Hele bizim olmayan, vatan savunması sayılmayan, ABD'nin çıkarlarına hizmet edecek bu savaşa katılmamız, mazlum Irak halkına yapılacak saldırıya destek olmamız (bombalar diktatörlerin değil, çocukların başına düşecektir), en hafif deyimle onursuzluktur.
Savaşa karşı "Aydın ve Sanatçı Girişimi", basın duyurusunda bir konuya dikkat çekiyor:
"...Bizler, pasif birer tanık olmak istemiyoruz. Bizler kanlı suç ortakları olmak istemiyoruz. Bizler yaşadığımız çağın sanıkları olmak istemiyoruz. Ülkeyi yönetenlere sesleniyoruz: Bizim onurumuzu, yaşama hakkımızı, geleceğimizi pazarlık konusu yapmaya hiçbirinizin hakkı yok. Ülkemizi ABD'nin fiili işgaline dönüştürecek, asker ve silah deposu yapacak adımlardan uzak durun...
"...bizler Irak ve ABD dahil, dünyanın bütün coğrafyalarında barış istiyoruz: İnsanların gerçekten özgür, eşit, adil ve onuruyla yaşadıkları bir dünya istiyoruz. Bunun için hepimiz Iraklıyız, Afganız, Filistinliyiz..."

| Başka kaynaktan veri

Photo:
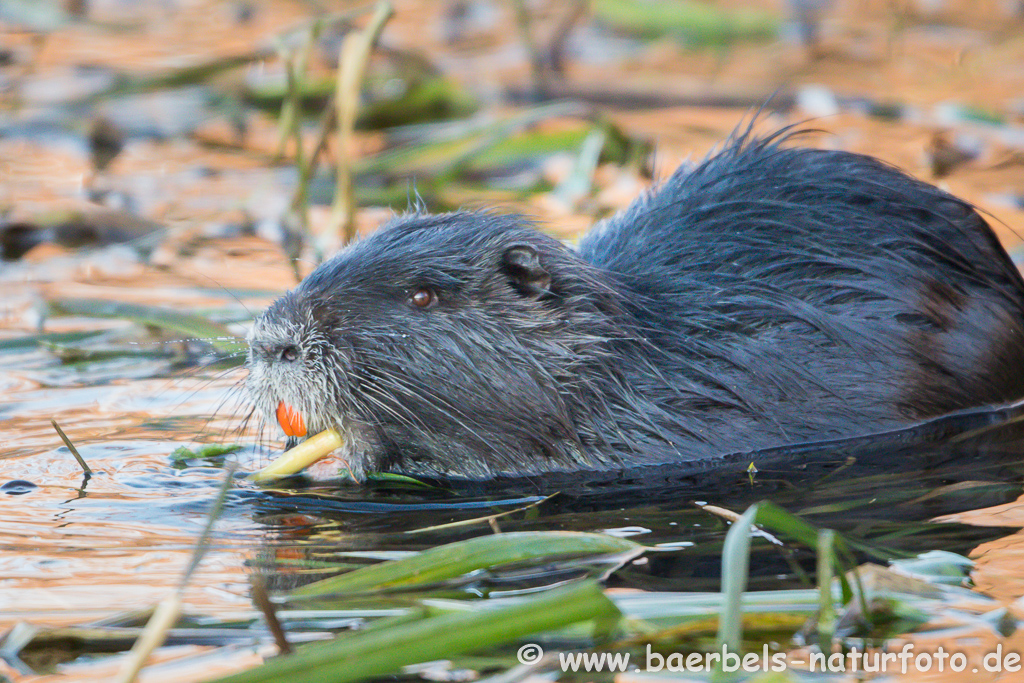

Dünya Sağlık Örgütü, "ABD'nin Irak'a saldırısıyla yarım milyon insanın ölebileceğini, 900 bin insanın yurdundan yuvasından olacağını, 10 milyon kişinin de açlık tehlikesiyle karşı karşıya kalacağını" açıklıyor.
Fil dişi kulelerde
Türkiye'de yayınlanan yerel - ulusal, hemen hemen bütün sanat - edebiyat dergileri (ve sanal dergiler) bu konuda "namuslu aydın" tavrı takınır, savaşa karşı çıkarken, bazı "sanat" derneklerinin yayın organlarında çıt yok. Oysa bu dernek üyelerinin büyük çoğunluğu savaşa karşı çıkmaktadır. Fildişi saraylarında oturanlardan, barış eylemlerine katılanlarına kadar.
Bu insanlar, savaş yanlısı "tavırsızlar" olarak anılmak ve yıllarca alınlarında bu lekeyle dolaşmak istemiyorlarsa; yüksek sesle savaşa hayır demelidirler.
Sanat bir insan edimidir. İnsana güzellikler sunar. Savaş ise insanın imhasını amaçlar. Sanatçı savaşa karşı çıkışını yüksek sesle söylemelidir. Bu önce insan, sonra da sanatçı olmanın koşullarından biridir.
Sanata bakmak
Kimi politikacı ve işadamının, savaşın kapısında "kaç koyar, kaç alırız" hesapları yaptığı bu günlerde, sanatçıların sessiz kalması, en hafif deyimle onursuzluktur.
Savaşın yıkımlarını görmek için sözgelimi, Bertolt Brecht'i, Tolstoy'u, Hemingvay'i, Remarque'u yeniden okumakta, Goya'nın "savaşın yıkımları" adlı resim serisine, Picasso'nun "La Guernica" adlı çalışmasına yeniden bakmakta yarar var.
Sanat bir yanılsamadır ama hayatı daha gerçek kavramamızı sağlar.
Savaş kapıya dayandı. Sesinizi çıkarın. Yarın çok geç olabilir.